The Anatomy of a Power Outage in Michigan
Michiganders are furious after a brief and, frankly, not even that intense, ice storm caused power outages for several hundred thousand customers. These continued into last week, with some ratepayers noting on social media that they were not even given an estimated time of restoration several days after the storm. In any event, there’s no universe in which the wealthiest country in the world should experience a scenario in which 20% of an entire state– an industrialized, substantially populous, northern state- should be without power. I wrote about this being kinda ridiculous in Texas in February 2021. But don’t worry, folks! If your power is out for more than a few days, your friendly local public utility company will give you a $25– wait, actually, $35– gift card to Kroger to replace the $276 of food in your fridge and freezer that you had to throw out! (Kinda serious, it’s awful). But let’s talk about why it’s happening. And then let’s talk about some solutions.
I’m getting deja vu. Have they changed something in the Matrix? Or, did you not JUST write about this a couple of years ago?
They’re changing things in the Matrix all the time, so this is possibly an explanation for your deja vu. But I did write about this happening in Texas! The ERCOT disaster of 2021 highlighted some really interesting deficiencies in not only Texan infrastructure, but in American infrastructure. As I noted in that article:
The North American Electric Reliability Corporation (NERC) found that 24% of outages in Texas were found to be caused by extreme weather.
The wild thing? 8% of outages were attributed to “public appeals, “which means when the grid operator asks you to turn [your stuff] off. That’s a little nuts, because it means that we are actually tracking power outages by when the grid operator tells you that sorry, you can’t watch Bridgerton– because there simply isn’t enough power.
Flash forward two years. In the interim, we’ve seen very little in the way of broad, federal efforts to improve infrastructure. Republicans barely acknowledged the ERCOT disaster, except to probably blame renewable energy– something they’re increasingly going after as renewables gobble up market share in the Lone Star state, ironically. I wrote about this extensively when it happened, but the condensed version is that renewable energy wasn’t the cause of the ERCOT disaster, nor did it exacerbate the extent of the disaster. The state just did a lousy job of preparing.
Michigan seems just inured to certain occurrences that a more civilized wealthy society would simply not tolerate. High utility bills? Ehh, it’s just because it’s cold here! Power outages? Well, all the trees, ya know!? Our local utility even cites this in a series of pathetic radio ads where one voice utters, unconvincingly, “Crews are out there, trimming more trees than ever!” There is a non-zero amount of substance to this. A high investment in more tree trimming– what in the industry we call “vegetation management”- did appear to reduce some incidence of outages. Anyway, that was last year! This is this year.

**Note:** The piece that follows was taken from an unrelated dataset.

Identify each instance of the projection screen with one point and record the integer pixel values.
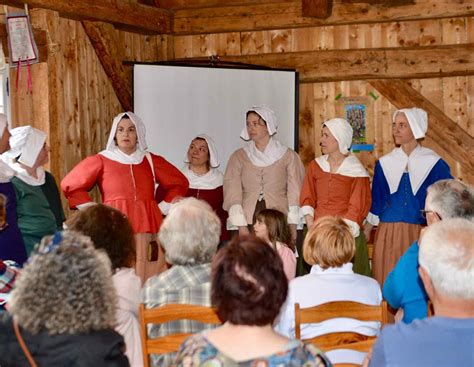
(178, 102)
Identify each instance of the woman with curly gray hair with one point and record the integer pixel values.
(62, 310)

Okay. First, How do you figure 20% of Michigan is/was without power?
Utilities measure outages in terms of “customers without power.” Customers without power doesn’t mean “human beings without power,” although it’s not clear how many humans make up a customer. Commercial and industrial accounts are included in this list, too. While “customer” is really a question of “utility account that pays utility bills,” napkin math will show us that the average household in the United States has about 2.5 people, while general figures from the utility industry suggest that residential customers are more likely to lose power because of a variety of factors, not the least of which is the fact that most residential customers in the United States are in relatively low-density areas in single-family houses, versus industrial and commercial ratepayers, who likely are tied into more resilient infrastructure, especially in places like cities, where there might be dozens or even hundreds of utility accounts in a single building– and sufficient reliability and redundancy to make those customers far less likely to lose power.

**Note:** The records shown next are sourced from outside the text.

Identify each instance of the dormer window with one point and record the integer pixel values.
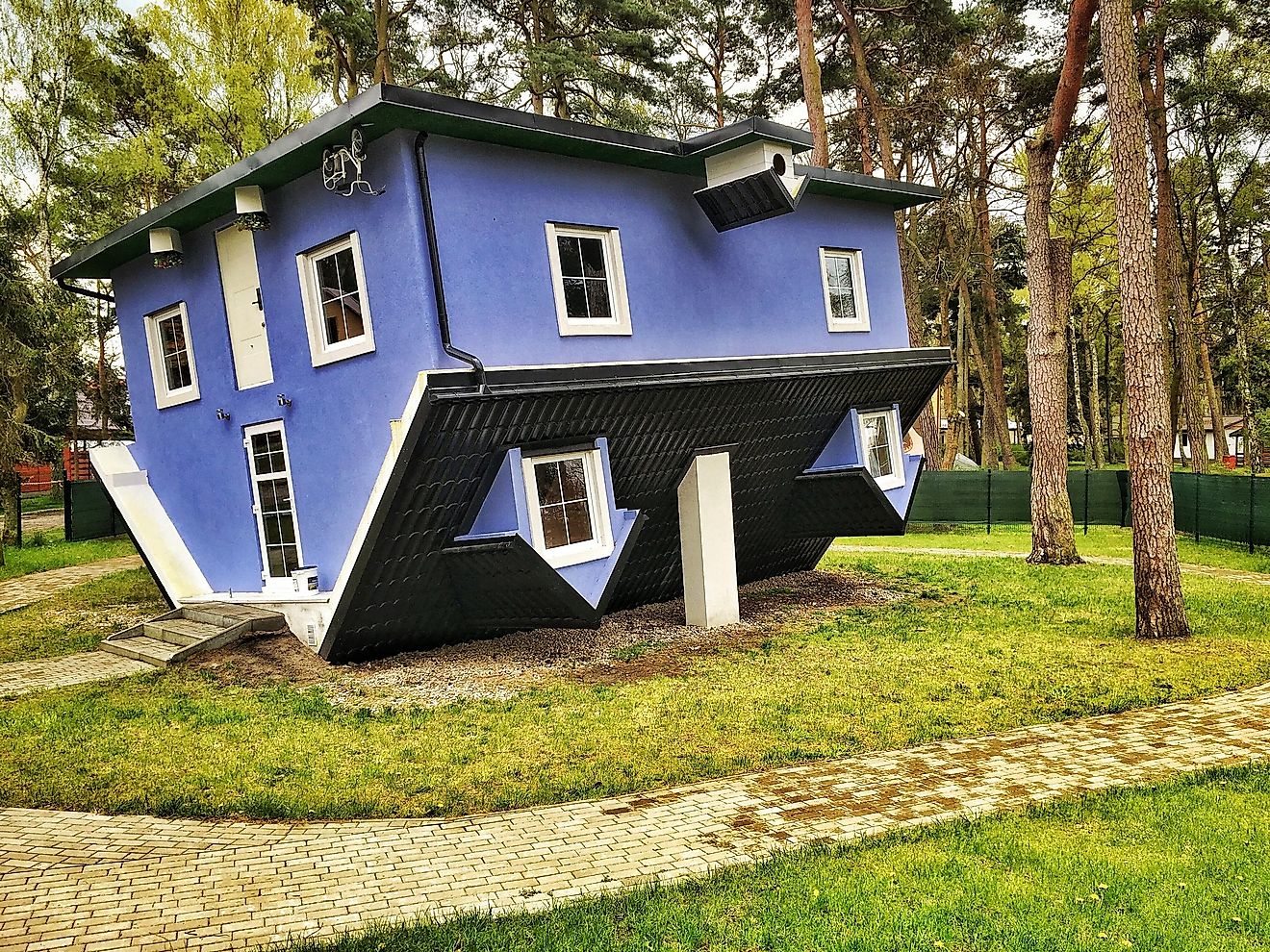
(880, 447)
(568, 507)
(171, 360)
(588, 280)
(336, 309)
(842, 273)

Therefore, if 800,000 utility accounts are without power in the Mitten, that works out to something like 2 million people without power. There is, of course, no way to provide an exact estimate. but even if it were the exact number of customers without power? 10% of the population of a state losing power seems pretty serious.
Anatomy of a Power Outage
Cold weather events– like the one that hit Texas in February 2021– cause outages because they spike demand. Demand may overload a local circuit, for example. But it might also quite literally use up all the power that is available. Recall that power is generated and used virtually instantaneously, so it’s not as though electricity will queue up on your line, waiting to get to its lamp, or what have you.
But it’s different for an ice storm. Ice storms usually cause physical damage to infrastructure, causing an outage, as opposed to the Texas situation, in which extreme cold resulted in the state using all of the fossil fuels it had momentarily available, while power plants that weren’t appropriately prepared for frigid temperatures simply shut down.

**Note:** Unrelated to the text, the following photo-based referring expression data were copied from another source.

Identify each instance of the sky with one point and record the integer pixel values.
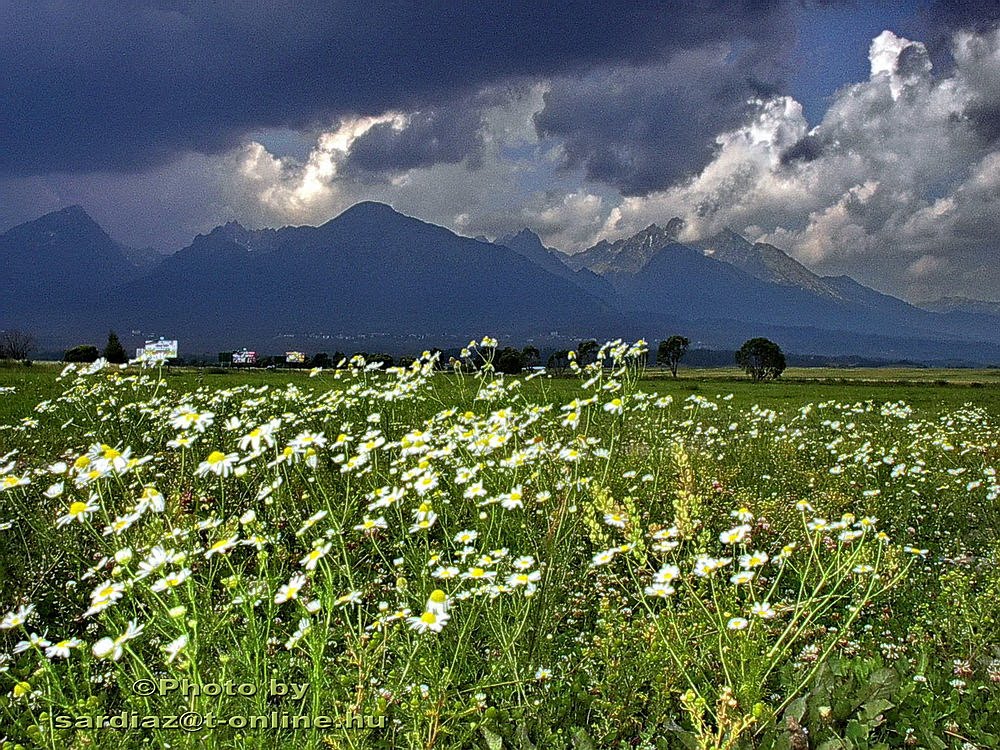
(861, 138)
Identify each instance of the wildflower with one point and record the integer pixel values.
(103, 596)
(754, 560)
(618, 520)
(513, 499)
(705, 566)
(429, 621)
(314, 556)
(524, 562)
(352, 597)
(62, 649)
(466, 537)
(218, 463)
(290, 590)
(424, 518)
(150, 499)
(108, 647)
(603, 558)
(11, 481)
(78, 511)
(438, 602)
(735, 535)
(659, 590)
(615, 406)
(172, 580)
(16, 618)
(368, 525)
(478, 574)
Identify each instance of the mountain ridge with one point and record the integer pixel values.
(373, 270)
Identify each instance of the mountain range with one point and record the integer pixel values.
(373, 273)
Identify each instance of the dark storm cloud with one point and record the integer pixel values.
(445, 136)
(807, 149)
(113, 86)
(642, 129)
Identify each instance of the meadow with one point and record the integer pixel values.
(422, 559)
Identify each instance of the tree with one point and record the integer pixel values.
(16, 344)
(114, 352)
(321, 359)
(761, 358)
(530, 356)
(509, 361)
(671, 351)
(558, 360)
(587, 352)
(82, 353)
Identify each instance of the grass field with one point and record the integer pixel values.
(422, 559)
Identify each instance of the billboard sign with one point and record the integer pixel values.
(159, 349)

Power lines are designed to operate at a specific tension– and when they’re weighed down, either stretched by high demand (which heats up the wires) or ice, this doesn’t generally end well. Any time there is too much weight on a power line, a transformer, or something else, it’s likely to cause something to physically break, causing a short. A short in a power distribution system usually causes a voltage spike, since there’s this moment in which the electricity doesn’t have anywhere to go. Usually, in this case, it will blow up a transformer. A great example below:
One of the most interesting parts of the storm for me was watching not one or two, but dozens of videos of exploding transformers posted on social media from all around the region. As I have to try and observe some beauty in the decline of an empire, I’ll note that transformer explosions can be really quite pretty– fountains of sparks from an eerie, aqua-blue-white flash. You might imagine that the green-blue color of the flash is from the copper wiring inside the transformer. But rather, one source told us:
[The overload can] cause electrical arcs and flashes as the electrical current tries to find a path to ground– the arcs ionize the air, creating a plasma cloud that emits light in a variety of colors, including blue and white. The blue color is caused by ionized nitrogen molecules, while the white color comes from the presence of other ionized gases, such as oxygen and hydrogen.
Anatomy of the Policy Fix
Alright. How are we going to fix it? If you’re unfamiliar with the technical details of energy policy and the utility industry, you’ve come to the right place! I routinely write multiple-thousand-word articles on the subject– that one rave review once described as “very well-written and very boring.” The policy fix here should focus on the deliverable, which in this case can be measured chiefly by improving reliability metrics. One metric is called SAIDI, or “System Average Interruption Duration Index.” It more or less means “how many minutes the average customer is without power for a given years.” Michigan utilities have pretty low SAIDI numbers, and this year is likely to be historic in how awful they’ll be.
Of course, getting to that point is a bit more complicated. As I pointed out with Texas, the very calculation of what constitutes a “power outage” can be tricky, if left to the power companies to determine. That’s why it’s important to have regulators who understand the industry but can also work with lawmakers. Recent outrage over these latest storms has focused heavily on the fact that Michigan Democrats and Republicans both receive lavish sums of political contributions from public utilities each year. A policy fix will necessarily need to be able to combine regulatory objectivity with something specifically measurable, and then combine that with whatever improved infrastructure regulators would require the utility to develop.
In the ideal world, there are a lot of things that go well beyond reliability, of course. I will be writing more about this in the coming days. For now, I’m happy to be cozy warm in my house, while being able to read about all of the wild and wonderful things people are talking about doing to fix the utility industry and hold accountable the only actors with the immediate power to fix the situation.